Several years. Some more, some less. Those aren’t skilled people coming through TX.

TexasTim65
TexasTim65
1 year ago
Reply to  Walt

China has been a lot more aggressive world wide than Japan ever was. They have massive investments in undeveloped markets in Africa and Asia. Japan never had anything close to that in the 80s as their market focus was on the US.

Also China is orders of magnitude bigger than Japan (more than 10x as big in terms of population and land mass). It’s equal in size to the US in terms of land and has more than 3x the population.

So their influence on the world wide market is much greater than Japan’s ever was or could be.

Patrick
Patrick
1 year ago
Reply to  TexasTim65

Will have a lot more land when they expand north. Hitler called it Lebensraum. I wonder what Vlad will call it …

Fast Bear
Fast Bear
1 year ago
Reply to  Patrick

Scare monger shill.
They’re showing their colors today.

Fast Bear
Fast Bear
1 year ago
Reply to  TexasTim65

Boomer China hate or dis info agent
What is it?

Richard F
Richard F
1 year ago
Reply to  Fast Bear

Oh you mean like what China’s communists did to Tibet and are doing to Mongolia.
Or perhaps you think India is not going to go to War with China when China diverts the head-water river flows which now supply India’s major Rivers.

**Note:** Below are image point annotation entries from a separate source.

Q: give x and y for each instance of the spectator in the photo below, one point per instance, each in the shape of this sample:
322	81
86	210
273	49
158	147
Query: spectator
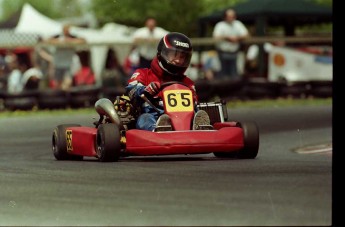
173	56
64	58
14	84
43	60
85	75
113	73
146	39
22	76
229	32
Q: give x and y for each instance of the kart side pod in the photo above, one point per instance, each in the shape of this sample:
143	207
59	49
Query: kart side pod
105	107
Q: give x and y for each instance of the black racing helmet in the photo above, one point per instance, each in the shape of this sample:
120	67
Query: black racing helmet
174	53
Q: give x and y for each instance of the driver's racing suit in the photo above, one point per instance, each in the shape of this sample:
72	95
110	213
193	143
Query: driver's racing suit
143	77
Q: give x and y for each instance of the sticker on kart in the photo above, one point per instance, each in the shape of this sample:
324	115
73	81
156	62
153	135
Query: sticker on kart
178	100
69	141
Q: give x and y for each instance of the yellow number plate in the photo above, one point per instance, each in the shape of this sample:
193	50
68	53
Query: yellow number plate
178	100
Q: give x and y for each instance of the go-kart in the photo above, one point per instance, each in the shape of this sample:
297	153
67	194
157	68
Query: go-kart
115	136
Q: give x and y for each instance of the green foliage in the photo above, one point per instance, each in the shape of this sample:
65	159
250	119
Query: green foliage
50	8
173	15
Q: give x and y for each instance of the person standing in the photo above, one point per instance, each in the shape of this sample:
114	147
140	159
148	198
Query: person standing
146	39
229	33
64	58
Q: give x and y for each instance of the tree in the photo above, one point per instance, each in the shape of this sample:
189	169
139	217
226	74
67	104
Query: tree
52	8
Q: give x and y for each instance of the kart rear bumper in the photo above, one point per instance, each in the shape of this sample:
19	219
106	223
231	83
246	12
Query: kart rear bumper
227	139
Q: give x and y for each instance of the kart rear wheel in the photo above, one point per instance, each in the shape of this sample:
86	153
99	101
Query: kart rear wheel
59	145
251	140
108	142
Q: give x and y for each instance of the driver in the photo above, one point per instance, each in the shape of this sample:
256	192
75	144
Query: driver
174	53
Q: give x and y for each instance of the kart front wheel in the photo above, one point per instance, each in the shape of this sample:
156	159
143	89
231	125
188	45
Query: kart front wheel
59	143
108	142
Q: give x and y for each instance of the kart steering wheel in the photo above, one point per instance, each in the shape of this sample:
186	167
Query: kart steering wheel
163	85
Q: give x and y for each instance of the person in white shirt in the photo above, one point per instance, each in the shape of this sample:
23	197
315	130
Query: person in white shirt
229	33
146	40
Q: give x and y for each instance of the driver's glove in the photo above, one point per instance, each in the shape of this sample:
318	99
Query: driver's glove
152	89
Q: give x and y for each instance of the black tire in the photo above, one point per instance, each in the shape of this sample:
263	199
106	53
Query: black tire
108	143
251	140
59	145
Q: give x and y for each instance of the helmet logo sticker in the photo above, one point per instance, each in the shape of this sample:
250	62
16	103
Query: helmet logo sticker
181	44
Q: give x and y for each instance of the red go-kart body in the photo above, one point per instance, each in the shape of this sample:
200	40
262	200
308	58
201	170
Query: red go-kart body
112	140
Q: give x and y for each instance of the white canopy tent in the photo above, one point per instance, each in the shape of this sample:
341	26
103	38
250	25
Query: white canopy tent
116	36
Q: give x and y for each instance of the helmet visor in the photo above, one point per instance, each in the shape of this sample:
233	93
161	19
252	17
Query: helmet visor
177	57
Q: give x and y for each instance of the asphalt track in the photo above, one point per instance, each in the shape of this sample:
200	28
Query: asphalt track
281	187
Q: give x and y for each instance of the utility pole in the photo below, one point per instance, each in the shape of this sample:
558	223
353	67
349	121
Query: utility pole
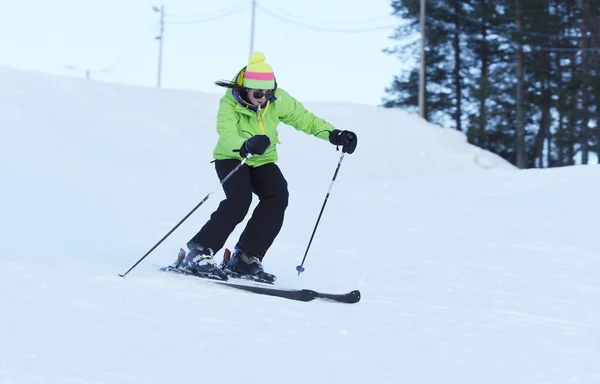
422	70
160	39
252	26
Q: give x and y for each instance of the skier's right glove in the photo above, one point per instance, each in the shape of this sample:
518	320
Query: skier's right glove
256	145
346	139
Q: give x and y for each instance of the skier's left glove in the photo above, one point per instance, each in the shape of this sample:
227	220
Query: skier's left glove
347	139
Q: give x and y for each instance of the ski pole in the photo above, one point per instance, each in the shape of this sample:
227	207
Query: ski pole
300	268
189	214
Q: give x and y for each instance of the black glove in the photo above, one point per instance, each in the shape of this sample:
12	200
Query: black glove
256	145
346	139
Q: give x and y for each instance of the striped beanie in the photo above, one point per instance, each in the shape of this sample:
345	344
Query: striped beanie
259	75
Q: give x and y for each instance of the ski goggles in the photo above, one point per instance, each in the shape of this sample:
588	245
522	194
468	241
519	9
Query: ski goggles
259	94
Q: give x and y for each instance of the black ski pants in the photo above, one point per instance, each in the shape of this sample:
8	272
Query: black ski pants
268	183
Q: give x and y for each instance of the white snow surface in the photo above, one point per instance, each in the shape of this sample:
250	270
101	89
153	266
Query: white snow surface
470	271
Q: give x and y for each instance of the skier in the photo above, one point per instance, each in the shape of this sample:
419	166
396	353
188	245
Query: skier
247	119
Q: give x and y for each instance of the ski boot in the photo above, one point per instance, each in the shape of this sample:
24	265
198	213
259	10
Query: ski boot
245	266
199	261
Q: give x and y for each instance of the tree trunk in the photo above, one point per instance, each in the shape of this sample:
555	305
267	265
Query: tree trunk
481	137
521	156
585	107
596	57
457	65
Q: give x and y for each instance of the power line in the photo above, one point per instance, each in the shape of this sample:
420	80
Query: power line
143	39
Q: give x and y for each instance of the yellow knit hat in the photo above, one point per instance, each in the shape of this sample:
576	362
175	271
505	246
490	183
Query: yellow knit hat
259	75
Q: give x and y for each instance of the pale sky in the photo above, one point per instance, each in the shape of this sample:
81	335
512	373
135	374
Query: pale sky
118	35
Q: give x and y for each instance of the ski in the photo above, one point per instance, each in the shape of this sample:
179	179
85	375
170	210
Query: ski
268	289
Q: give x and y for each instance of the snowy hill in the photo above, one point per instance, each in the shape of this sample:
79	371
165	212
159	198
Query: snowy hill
471	271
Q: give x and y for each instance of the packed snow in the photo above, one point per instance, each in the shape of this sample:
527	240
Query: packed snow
471	271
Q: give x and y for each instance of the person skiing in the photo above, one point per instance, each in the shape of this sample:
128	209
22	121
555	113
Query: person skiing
247	120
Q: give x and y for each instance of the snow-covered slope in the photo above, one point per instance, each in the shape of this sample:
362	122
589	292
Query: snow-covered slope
471	271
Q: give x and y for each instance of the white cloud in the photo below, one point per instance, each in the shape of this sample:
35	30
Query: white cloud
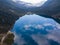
47	24
39	26
19	40
27	27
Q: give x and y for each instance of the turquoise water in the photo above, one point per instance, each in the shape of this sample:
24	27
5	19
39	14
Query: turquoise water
35	30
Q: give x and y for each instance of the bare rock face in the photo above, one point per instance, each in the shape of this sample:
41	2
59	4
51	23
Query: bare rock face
8	39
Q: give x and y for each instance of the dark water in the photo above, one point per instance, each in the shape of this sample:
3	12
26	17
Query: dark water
36	30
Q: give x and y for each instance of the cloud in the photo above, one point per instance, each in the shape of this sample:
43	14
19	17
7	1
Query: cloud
39	26
18	39
27	27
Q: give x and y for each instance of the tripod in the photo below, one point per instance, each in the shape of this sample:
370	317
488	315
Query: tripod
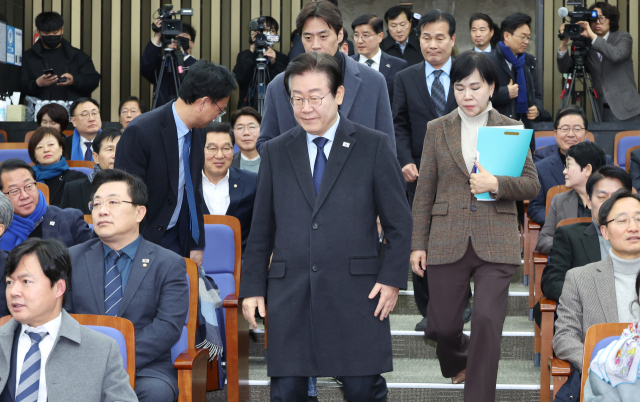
581	74
173	61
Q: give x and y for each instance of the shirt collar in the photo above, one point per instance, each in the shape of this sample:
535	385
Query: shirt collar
428	69
329	135
52	327
130	249
180	126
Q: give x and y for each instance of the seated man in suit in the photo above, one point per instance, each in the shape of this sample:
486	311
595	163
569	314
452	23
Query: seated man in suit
583	160
246	129
368	33
367	99
77	194
226	190
81	364
85	116
6	218
148	286
32	216
602	291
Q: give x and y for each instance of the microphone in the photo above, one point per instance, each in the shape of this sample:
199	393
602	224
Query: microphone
563	12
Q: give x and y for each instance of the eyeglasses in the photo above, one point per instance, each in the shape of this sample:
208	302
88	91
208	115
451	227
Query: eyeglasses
112	203
624	220
314	101
575	129
15	193
85	115
214	150
248	128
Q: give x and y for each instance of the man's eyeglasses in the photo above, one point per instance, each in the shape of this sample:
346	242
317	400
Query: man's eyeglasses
15	193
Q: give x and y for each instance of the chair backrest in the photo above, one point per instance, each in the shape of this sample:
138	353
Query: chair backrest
222	258
553	191
187	339
120	329
594	334
624	140
45	190
627	158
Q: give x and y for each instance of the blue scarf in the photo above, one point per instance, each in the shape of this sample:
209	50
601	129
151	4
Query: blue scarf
21	228
517	62
46	172
76	150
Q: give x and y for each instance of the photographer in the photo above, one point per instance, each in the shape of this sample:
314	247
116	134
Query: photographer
151	61
246	64
609	62
53	69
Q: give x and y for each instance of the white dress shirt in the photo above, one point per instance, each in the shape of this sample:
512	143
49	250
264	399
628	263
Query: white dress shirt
46	345
376	60
216	196
313	149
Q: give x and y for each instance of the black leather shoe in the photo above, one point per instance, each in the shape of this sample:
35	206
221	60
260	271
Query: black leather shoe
468	312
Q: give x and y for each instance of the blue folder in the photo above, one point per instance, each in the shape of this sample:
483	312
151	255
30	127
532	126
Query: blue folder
502	151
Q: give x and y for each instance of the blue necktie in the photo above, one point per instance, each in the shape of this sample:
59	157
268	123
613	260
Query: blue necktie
30	377
113	285
320	163
437	93
88	154
191	198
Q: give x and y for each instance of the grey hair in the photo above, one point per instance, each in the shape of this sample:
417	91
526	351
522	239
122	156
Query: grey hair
6	212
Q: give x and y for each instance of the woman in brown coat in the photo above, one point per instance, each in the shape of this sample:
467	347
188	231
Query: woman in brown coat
456	237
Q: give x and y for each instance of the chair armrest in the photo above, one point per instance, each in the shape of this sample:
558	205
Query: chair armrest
547	305
559	368
230	301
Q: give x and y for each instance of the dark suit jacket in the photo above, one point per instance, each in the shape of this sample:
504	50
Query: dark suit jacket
389	67
77	194
613	76
149	149
150	65
550	175
242	194
366	102
325	247
412	53
155	300
412	110
445	213
573	246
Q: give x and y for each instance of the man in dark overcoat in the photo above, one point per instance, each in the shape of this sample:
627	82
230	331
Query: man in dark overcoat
321	186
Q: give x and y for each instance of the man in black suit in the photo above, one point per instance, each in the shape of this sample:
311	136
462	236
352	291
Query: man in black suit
401	42
77	193
414	106
122	274
151	61
226	190
165	148
321	187
368	33
581	243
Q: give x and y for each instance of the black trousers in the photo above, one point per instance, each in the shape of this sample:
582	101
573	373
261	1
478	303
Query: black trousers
370	388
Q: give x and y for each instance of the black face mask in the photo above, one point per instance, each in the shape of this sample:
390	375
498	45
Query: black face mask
51	41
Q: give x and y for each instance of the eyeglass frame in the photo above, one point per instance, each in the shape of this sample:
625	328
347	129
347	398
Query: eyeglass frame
308	101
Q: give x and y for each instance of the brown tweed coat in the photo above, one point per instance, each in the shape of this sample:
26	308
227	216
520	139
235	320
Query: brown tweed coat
446	214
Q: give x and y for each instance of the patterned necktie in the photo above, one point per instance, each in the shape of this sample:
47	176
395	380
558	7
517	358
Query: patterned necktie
30	377
88	153
437	93
191	198
320	163
113	285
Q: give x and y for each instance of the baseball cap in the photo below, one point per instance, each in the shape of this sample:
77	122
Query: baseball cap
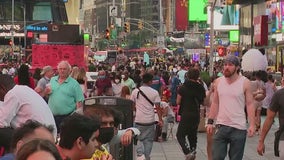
45	69
232	59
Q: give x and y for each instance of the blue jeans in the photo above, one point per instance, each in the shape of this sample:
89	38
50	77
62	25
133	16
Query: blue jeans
145	140
225	135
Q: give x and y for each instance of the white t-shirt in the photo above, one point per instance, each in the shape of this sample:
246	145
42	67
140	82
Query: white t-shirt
22	103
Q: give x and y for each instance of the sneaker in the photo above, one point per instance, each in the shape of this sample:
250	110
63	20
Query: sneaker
191	155
142	157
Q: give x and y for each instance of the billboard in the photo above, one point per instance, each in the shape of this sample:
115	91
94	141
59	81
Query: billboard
225	17
234	35
197	10
181	15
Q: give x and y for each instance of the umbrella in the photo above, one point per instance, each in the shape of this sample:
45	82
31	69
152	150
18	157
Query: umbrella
254	60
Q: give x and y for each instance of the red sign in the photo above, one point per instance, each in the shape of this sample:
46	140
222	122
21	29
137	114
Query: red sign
181	15
43	55
260	30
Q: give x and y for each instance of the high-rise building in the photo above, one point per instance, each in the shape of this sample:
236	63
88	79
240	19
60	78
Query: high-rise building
34	13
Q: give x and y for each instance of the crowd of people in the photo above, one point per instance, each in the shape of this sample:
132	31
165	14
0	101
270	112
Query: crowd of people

You mean that kind of distrust?

Hounddog Vigilante
Hounddog Vigilante
1 year ago
Reply to  TexasTim65

“…more aggresive…than Japan ever was…”

utter horsesh!t.

gwp
gwp
1 year ago
Reply to  TexasTim65

Presumably you mean in the trade/economic space and are ignoring the whole invasion of China, SE Asia and the Pacific thing with the 10’s millions of victims.

J Huizinga
J Huizinga
1 year ago
Reply to  TexasTim65

Disappointing — but surprising — to find someone who doesn’t know the basics about the Asian theatre in World War II. What were the Chinese thinking of invading Japan and performing vivisection on the natives?